If you can live with a blocking read(2) UNIX system call, returning 0 bytes indicates the end of file condition. If using stdio higher-level abstraction, this is reported by feof(3) being true. Even termios terminal input package has a “clever” way to adhere to this convention - sending the EOF control character flushes the input buffer immediately, which, in case no characters have been sent on a line, causes the receiver to get 0 bytes, which is interpreted as an EOF condition. (Worst case you have to press the EOF character twice, yes, this is inconsistent, but not visible to the receiver at all).

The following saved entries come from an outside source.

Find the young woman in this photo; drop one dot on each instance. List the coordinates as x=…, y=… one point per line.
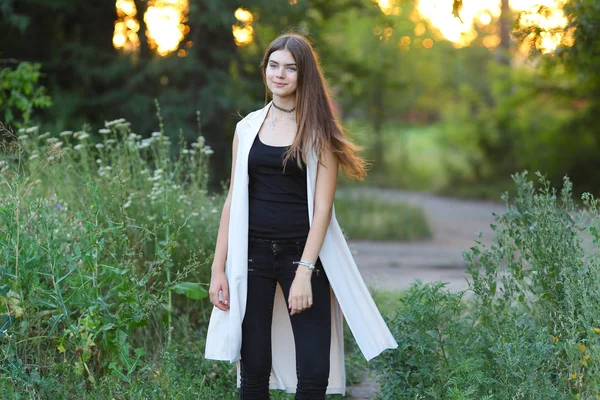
x=283, y=273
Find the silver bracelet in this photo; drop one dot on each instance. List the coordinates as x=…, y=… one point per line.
x=307, y=264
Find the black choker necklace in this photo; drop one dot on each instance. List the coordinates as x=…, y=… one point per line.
x=283, y=109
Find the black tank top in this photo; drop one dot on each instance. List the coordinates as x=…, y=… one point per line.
x=278, y=203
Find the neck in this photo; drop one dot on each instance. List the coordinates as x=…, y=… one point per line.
x=287, y=102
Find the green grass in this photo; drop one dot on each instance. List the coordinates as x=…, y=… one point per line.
x=364, y=217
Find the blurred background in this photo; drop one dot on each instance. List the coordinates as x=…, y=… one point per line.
x=446, y=96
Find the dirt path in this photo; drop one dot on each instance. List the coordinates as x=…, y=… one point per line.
x=454, y=224
x=395, y=265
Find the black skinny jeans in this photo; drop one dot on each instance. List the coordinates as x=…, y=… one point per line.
x=271, y=262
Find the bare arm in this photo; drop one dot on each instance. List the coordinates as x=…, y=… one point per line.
x=327, y=171
x=218, y=280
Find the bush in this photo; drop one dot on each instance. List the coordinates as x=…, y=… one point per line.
x=103, y=248
x=530, y=328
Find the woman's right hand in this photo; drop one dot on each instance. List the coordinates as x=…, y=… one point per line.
x=218, y=283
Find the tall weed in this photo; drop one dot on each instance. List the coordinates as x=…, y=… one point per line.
x=103, y=246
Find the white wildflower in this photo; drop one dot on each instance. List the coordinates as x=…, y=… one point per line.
x=114, y=122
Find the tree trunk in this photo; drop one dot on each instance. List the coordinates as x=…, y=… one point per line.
x=141, y=7
x=505, y=24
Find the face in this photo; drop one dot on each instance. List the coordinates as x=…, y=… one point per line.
x=282, y=74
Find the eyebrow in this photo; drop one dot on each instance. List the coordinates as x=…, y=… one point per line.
x=283, y=64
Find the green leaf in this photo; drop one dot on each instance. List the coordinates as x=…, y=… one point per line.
x=192, y=290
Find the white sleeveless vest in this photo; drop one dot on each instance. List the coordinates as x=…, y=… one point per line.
x=349, y=294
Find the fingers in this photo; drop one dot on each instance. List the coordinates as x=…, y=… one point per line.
x=219, y=296
x=225, y=289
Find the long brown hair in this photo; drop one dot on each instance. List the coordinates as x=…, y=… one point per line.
x=317, y=126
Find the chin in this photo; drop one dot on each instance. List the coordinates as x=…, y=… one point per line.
x=283, y=93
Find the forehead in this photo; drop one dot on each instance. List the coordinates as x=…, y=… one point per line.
x=282, y=57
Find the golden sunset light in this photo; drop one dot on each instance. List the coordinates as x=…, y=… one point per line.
x=125, y=35
x=165, y=22
x=243, y=34
x=482, y=13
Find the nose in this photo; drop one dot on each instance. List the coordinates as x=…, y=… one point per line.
x=281, y=72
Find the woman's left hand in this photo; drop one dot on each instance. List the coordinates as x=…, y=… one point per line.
x=300, y=297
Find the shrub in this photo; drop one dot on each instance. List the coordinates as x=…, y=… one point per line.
x=530, y=328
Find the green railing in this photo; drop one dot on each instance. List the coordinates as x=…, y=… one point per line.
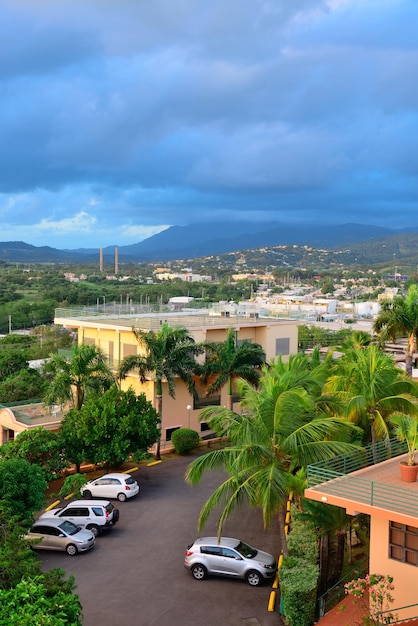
x=334, y=477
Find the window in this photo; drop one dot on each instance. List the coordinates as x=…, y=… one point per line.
x=403, y=543
x=283, y=346
x=169, y=432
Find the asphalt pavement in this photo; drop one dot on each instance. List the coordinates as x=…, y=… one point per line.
x=135, y=575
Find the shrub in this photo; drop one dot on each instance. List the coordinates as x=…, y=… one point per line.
x=298, y=581
x=185, y=440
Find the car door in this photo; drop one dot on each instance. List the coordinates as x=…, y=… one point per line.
x=233, y=563
x=79, y=515
x=101, y=488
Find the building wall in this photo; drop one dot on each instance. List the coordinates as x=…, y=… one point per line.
x=405, y=576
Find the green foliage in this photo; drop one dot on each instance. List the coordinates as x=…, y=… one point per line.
x=16, y=558
x=72, y=484
x=30, y=604
x=38, y=446
x=25, y=385
x=84, y=372
x=185, y=440
x=110, y=427
x=298, y=582
x=22, y=487
x=302, y=542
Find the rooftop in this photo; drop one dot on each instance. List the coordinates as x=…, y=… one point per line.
x=366, y=483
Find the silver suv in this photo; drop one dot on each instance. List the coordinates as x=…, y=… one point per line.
x=95, y=515
x=229, y=557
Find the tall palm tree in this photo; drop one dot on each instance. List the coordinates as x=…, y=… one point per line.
x=371, y=388
x=283, y=427
x=228, y=360
x=168, y=354
x=399, y=318
x=84, y=371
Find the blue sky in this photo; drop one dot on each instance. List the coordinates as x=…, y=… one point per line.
x=119, y=118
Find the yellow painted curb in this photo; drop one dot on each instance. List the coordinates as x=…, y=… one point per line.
x=51, y=506
x=272, y=601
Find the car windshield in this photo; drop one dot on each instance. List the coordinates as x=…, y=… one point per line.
x=69, y=528
x=246, y=551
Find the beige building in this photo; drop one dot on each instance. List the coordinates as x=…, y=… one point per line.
x=368, y=484
x=112, y=332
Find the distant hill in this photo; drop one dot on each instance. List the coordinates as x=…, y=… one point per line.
x=360, y=243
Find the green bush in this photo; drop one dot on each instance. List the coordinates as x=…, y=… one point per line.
x=298, y=581
x=185, y=440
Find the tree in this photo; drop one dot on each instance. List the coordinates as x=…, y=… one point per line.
x=38, y=446
x=371, y=388
x=30, y=602
x=84, y=372
x=399, y=318
x=22, y=487
x=285, y=425
x=168, y=354
x=112, y=427
x=228, y=360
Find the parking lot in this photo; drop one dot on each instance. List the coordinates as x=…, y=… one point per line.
x=135, y=575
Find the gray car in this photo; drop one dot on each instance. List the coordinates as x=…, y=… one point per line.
x=59, y=534
x=229, y=557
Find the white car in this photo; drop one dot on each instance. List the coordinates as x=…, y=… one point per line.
x=120, y=486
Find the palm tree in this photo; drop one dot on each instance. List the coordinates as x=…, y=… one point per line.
x=399, y=318
x=168, y=354
x=228, y=360
x=84, y=371
x=285, y=425
x=371, y=388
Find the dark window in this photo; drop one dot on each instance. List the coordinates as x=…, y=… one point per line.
x=283, y=346
x=403, y=543
x=97, y=511
x=169, y=432
x=213, y=550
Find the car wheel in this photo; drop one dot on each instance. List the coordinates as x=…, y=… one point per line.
x=253, y=578
x=71, y=549
x=199, y=572
x=94, y=529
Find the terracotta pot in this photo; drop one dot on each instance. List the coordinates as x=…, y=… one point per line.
x=408, y=472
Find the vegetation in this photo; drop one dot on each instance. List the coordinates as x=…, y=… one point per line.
x=399, y=318
x=168, y=354
x=40, y=447
x=285, y=424
x=110, y=428
x=371, y=388
x=228, y=360
x=84, y=371
x=185, y=440
x=22, y=487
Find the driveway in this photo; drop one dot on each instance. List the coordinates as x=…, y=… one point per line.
x=135, y=575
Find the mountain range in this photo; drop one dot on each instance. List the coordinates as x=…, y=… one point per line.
x=199, y=240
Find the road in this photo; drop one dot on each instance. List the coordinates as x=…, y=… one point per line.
x=135, y=575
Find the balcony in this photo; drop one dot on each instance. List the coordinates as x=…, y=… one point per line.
x=367, y=481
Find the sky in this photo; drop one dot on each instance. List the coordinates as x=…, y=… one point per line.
x=120, y=118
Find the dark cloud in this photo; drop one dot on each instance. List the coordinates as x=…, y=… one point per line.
x=118, y=119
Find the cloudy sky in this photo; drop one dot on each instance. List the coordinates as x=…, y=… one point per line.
x=119, y=118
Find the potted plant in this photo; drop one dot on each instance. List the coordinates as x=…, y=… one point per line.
x=406, y=429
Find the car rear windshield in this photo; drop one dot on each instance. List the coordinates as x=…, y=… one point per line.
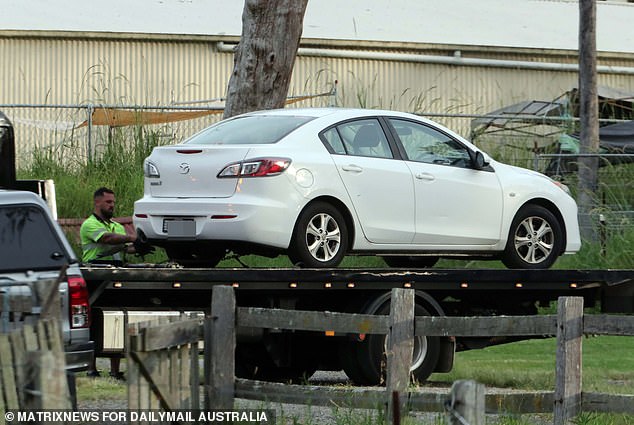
x=249, y=130
x=28, y=241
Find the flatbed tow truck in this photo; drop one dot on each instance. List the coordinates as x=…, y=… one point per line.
x=280, y=355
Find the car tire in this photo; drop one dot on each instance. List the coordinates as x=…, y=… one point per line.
x=410, y=261
x=320, y=237
x=371, y=354
x=535, y=239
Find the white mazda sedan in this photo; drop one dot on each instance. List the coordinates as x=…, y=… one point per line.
x=319, y=184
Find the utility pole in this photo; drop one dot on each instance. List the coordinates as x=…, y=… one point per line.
x=589, y=116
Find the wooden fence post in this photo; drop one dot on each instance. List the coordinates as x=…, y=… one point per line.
x=568, y=361
x=220, y=347
x=399, y=353
x=467, y=404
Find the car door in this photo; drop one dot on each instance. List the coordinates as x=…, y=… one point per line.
x=380, y=187
x=455, y=203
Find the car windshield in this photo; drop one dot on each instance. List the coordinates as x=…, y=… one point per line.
x=249, y=130
x=27, y=241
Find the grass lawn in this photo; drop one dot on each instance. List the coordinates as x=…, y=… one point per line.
x=608, y=367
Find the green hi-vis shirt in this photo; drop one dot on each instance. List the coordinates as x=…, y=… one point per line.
x=92, y=229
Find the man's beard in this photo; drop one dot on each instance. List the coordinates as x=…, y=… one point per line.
x=107, y=214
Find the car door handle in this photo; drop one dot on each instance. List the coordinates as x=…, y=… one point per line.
x=353, y=168
x=425, y=176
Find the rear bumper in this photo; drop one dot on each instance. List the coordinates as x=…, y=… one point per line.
x=79, y=356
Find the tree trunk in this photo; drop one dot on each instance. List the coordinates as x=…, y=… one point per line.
x=265, y=56
x=589, y=116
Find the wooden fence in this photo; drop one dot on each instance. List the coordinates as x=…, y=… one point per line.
x=153, y=348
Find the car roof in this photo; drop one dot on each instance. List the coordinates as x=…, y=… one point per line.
x=8, y=197
x=322, y=112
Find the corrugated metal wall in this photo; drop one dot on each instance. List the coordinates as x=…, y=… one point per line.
x=149, y=71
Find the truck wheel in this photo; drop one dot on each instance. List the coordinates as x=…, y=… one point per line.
x=369, y=353
x=320, y=238
x=410, y=261
x=535, y=239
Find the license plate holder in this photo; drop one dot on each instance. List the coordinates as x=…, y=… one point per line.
x=179, y=227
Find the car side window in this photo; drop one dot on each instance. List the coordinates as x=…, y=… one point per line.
x=428, y=145
x=27, y=240
x=365, y=138
x=333, y=141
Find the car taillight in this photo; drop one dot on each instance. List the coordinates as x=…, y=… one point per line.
x=260, y=167
x=79, y=302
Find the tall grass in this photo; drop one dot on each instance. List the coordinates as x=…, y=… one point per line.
x=116, y=163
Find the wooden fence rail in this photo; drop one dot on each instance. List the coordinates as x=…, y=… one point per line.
x=221, y=387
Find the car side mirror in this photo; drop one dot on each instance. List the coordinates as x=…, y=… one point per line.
x=478, y=161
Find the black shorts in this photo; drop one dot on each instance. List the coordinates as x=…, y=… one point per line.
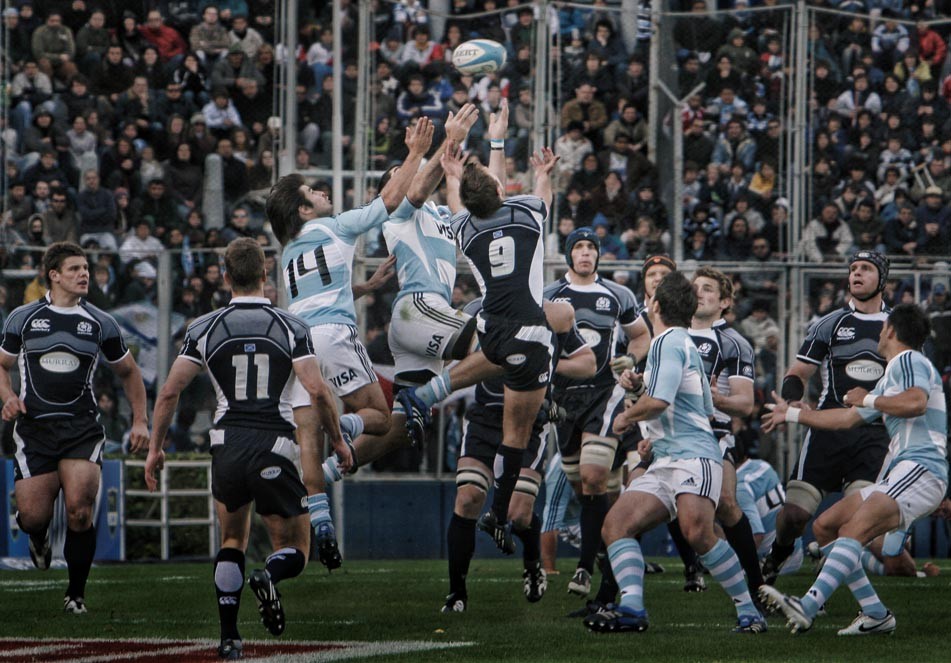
x=42, y=443
x=248, y=464
x=524, y=351
x=589, y=411
x=829, y=460
x=481, y=441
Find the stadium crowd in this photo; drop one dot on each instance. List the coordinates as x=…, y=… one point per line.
x=121, y=115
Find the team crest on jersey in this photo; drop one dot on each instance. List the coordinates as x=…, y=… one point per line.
x=845, y=333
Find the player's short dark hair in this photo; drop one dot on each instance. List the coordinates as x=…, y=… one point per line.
x=722, y=280
x=244, y=263
x=56, y=253
x=676, y=299
x=912, y=325
x=478, y=191
x=283, y=203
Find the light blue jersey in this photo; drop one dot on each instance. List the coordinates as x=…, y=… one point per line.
x=318, y=263
x=425, y=249
x=924, y=439
x=675, y=375
x=760, y=494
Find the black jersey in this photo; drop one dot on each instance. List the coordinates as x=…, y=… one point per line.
x=726, y=354
x=599, y=308
x=58, y=349
x=844, y=344
x=490, y=394
x=250, y=348
x=507, y=253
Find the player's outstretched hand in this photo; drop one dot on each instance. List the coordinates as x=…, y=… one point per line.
x=344, y=455
x=543, y=161
x=419, y=137
x=499, y=122
x=775, y=413
x=139, y=438
x=13, y=408
x=383, y=273
x=458, y=125
x=453, y=160
x=155, y=462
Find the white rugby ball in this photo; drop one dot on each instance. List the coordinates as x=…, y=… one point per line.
x=479, y=56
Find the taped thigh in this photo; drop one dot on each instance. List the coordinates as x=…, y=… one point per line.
x=804, y=495
x=598, y=451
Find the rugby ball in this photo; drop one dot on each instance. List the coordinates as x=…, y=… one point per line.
x=479, y=56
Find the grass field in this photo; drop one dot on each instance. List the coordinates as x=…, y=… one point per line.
x=399, y=601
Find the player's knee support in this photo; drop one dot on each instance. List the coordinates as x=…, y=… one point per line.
x=571, y=466
x=803, y=495
x=599, y=451
x=615, y=479
x=855, y=486
x=527, y=486
x=473, y=477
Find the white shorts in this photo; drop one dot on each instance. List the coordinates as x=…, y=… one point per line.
x=423, y=330
x=344, y=362
x=666, y=478
x=917, y=491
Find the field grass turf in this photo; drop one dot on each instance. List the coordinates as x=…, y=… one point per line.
x=386, y=600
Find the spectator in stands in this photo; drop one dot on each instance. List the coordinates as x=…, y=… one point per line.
x=92, y=42
x=234, y=173
x=140, y=244
x=571, y=148
x=98, y=213
x=209, y=39
x=184, y=178
x=827, y=237
x=169, y=42
x=586, y=109
x=54, y=47
x=59, y=222
x=228, y=72
x=901, y=233
x=734, y=145
x=113, y=77
x=220, y=114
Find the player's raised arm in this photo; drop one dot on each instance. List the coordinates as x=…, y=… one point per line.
x=419, y=139
x=543, y=162
x=457, y=129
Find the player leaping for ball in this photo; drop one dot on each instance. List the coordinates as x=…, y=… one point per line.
x=912, y=483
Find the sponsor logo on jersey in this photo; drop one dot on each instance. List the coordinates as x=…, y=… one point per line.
x=270, y=472
x=591, y=336
x=845, y=333
x=344, y=378
x=864, y=370
x=59, y=362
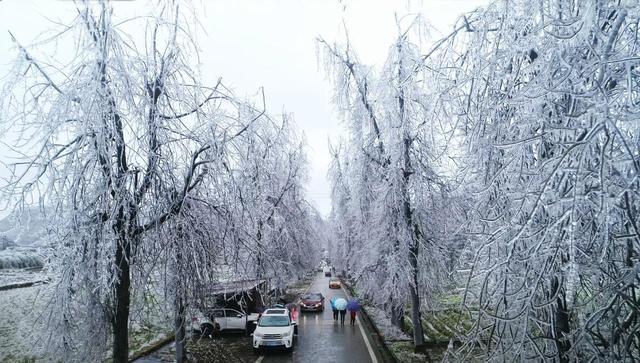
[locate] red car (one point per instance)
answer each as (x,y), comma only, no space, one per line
(313,301)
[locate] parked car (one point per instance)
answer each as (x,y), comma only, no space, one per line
(327,271)
(275,329)
(312,302)
(218,320)
(334,283)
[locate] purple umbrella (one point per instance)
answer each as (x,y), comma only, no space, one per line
(353,305)
(340,304)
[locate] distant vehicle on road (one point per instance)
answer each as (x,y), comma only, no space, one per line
(327,271)
(322,265)
(218,320)
(312,302)
(334,283)
(275,329)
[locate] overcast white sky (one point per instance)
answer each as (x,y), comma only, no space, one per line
(270,44)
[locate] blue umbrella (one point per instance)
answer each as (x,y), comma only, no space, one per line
(353,305)
(340,304)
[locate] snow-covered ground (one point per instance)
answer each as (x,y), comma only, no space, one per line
(10,277)
(20,324)
(21,257)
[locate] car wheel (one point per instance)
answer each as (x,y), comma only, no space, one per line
(207,330)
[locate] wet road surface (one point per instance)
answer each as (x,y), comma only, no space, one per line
(320,338)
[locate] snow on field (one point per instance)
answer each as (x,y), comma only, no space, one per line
(383,323)
(21,257)
(20,326)
(20,276)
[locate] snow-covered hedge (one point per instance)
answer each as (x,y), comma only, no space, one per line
(20,258)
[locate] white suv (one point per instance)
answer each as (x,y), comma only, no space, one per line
(274,329)
(217,320)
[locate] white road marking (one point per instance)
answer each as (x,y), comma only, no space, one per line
(364,335)
(366,341)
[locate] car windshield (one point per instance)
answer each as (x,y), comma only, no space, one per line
(273,320)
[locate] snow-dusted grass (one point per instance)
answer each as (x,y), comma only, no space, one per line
(389,331)
(20,276)
(20,257)
(20,326)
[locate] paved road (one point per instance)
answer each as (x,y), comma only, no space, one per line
(321,339)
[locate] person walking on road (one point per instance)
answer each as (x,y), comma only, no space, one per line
(343,313)
(333,308)
(341,306)
(353,307)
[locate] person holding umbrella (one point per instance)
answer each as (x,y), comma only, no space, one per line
(354,307)
(341,306)
(333,308)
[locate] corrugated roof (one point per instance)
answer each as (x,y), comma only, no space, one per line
(234,287)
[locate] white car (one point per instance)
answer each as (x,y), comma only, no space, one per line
(274,329)
(217,320)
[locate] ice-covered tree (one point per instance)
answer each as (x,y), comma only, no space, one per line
(546,98)
(120,139)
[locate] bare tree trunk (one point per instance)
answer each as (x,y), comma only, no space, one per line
(179,321)
(397,317)
(561,320)
(179,328)
(120,319)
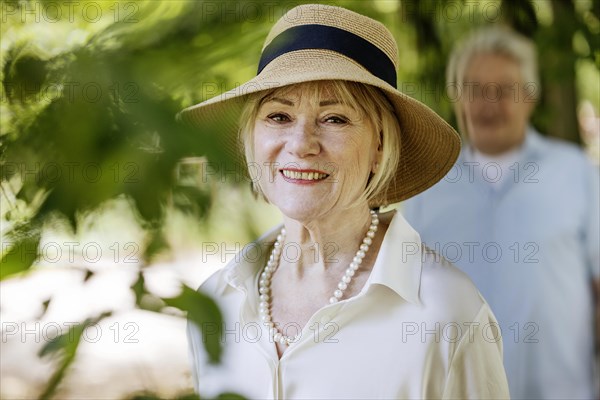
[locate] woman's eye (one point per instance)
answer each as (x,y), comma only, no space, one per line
(279,117)
(336,120)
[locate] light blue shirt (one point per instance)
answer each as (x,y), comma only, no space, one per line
(531,246)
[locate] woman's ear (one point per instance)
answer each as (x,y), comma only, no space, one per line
(378,154)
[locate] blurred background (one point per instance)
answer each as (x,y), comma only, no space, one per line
(112,213)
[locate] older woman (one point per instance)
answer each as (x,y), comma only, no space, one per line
(345,302)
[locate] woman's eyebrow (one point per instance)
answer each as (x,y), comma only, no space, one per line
(291,103)
(280,100)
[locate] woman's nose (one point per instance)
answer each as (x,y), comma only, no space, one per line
(302,139)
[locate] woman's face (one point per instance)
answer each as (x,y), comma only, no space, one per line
(313,156)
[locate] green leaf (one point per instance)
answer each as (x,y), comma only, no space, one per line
(66,345)
(19,257)
(202,311)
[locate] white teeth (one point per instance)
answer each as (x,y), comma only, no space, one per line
(305,176)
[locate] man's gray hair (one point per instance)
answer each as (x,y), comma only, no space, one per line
(499,40)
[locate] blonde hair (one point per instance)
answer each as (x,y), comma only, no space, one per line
(368,100)
(499,40)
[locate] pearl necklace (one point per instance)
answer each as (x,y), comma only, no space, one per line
(265,279)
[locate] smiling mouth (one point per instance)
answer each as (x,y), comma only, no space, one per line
(303,175)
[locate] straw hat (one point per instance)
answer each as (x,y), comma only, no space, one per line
(319,42)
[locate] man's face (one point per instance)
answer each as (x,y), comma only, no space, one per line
(495,105)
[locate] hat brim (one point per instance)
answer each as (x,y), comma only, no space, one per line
(429,145)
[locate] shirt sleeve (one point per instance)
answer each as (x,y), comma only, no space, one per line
(592,234)
(194,340)
(477,369)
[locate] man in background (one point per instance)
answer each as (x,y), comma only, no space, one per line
(519,213)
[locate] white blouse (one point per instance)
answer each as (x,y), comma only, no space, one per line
(418,329)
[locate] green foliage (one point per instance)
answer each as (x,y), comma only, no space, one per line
(88,112)
(65,346)
(203,311)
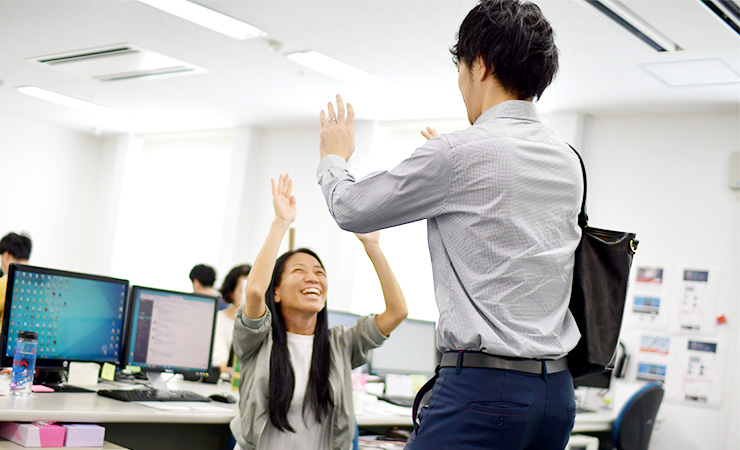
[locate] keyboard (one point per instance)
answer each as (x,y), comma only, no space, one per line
(70,388)
(400,401)
(152,395)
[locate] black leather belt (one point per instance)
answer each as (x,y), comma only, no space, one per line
(484,360)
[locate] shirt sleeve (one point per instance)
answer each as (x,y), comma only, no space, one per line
(249,334)
(414,190)
(361,338)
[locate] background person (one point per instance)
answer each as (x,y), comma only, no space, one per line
(501,200)
(232,291)
(296,385)
(203,278)
(14,248)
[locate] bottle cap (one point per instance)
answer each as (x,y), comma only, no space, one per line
(27,334)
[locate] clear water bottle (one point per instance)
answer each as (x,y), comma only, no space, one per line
(24,364)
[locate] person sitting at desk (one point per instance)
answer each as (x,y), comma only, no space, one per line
(232,291)
(296,387)
(203,277)
(14,248)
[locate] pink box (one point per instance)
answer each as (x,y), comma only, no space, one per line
(84,435)
(31,435)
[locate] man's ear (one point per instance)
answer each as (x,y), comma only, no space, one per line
(480,70)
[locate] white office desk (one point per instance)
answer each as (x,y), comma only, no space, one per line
(130,424)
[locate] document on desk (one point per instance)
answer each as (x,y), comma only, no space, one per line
(182,406)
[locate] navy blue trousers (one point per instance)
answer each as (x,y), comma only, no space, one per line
(494,409)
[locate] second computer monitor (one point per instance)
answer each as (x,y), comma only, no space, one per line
(410,349)
(76,316)
(170,331)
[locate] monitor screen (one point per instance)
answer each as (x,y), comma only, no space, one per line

How do you unget EOT? Rewind and reposition the tape? Yes, operating systems before UNIX had kind of typed files. There were record files where lines were records and needed no sequences indicating “line end.” LF meant “move the paper one line up” just that.
You cannot read EOL or EOF, there is no such things. UNIX invented substitutes for, which then propagated into physical characters combinations. NUL-terminated strings, how good did they work? MS-DOS even tried to introduce EOF in the files, which everybody ignored. It is an elegant but harmful idea of adding so-called ideals to a type, e.g. of numbers (NaN), characters (EOF, EOL, NUL), pointers (null).
In Ada an application does not need it. Use Get_Line and ignore what happens below. Handle End_Error and it will work with all type of files.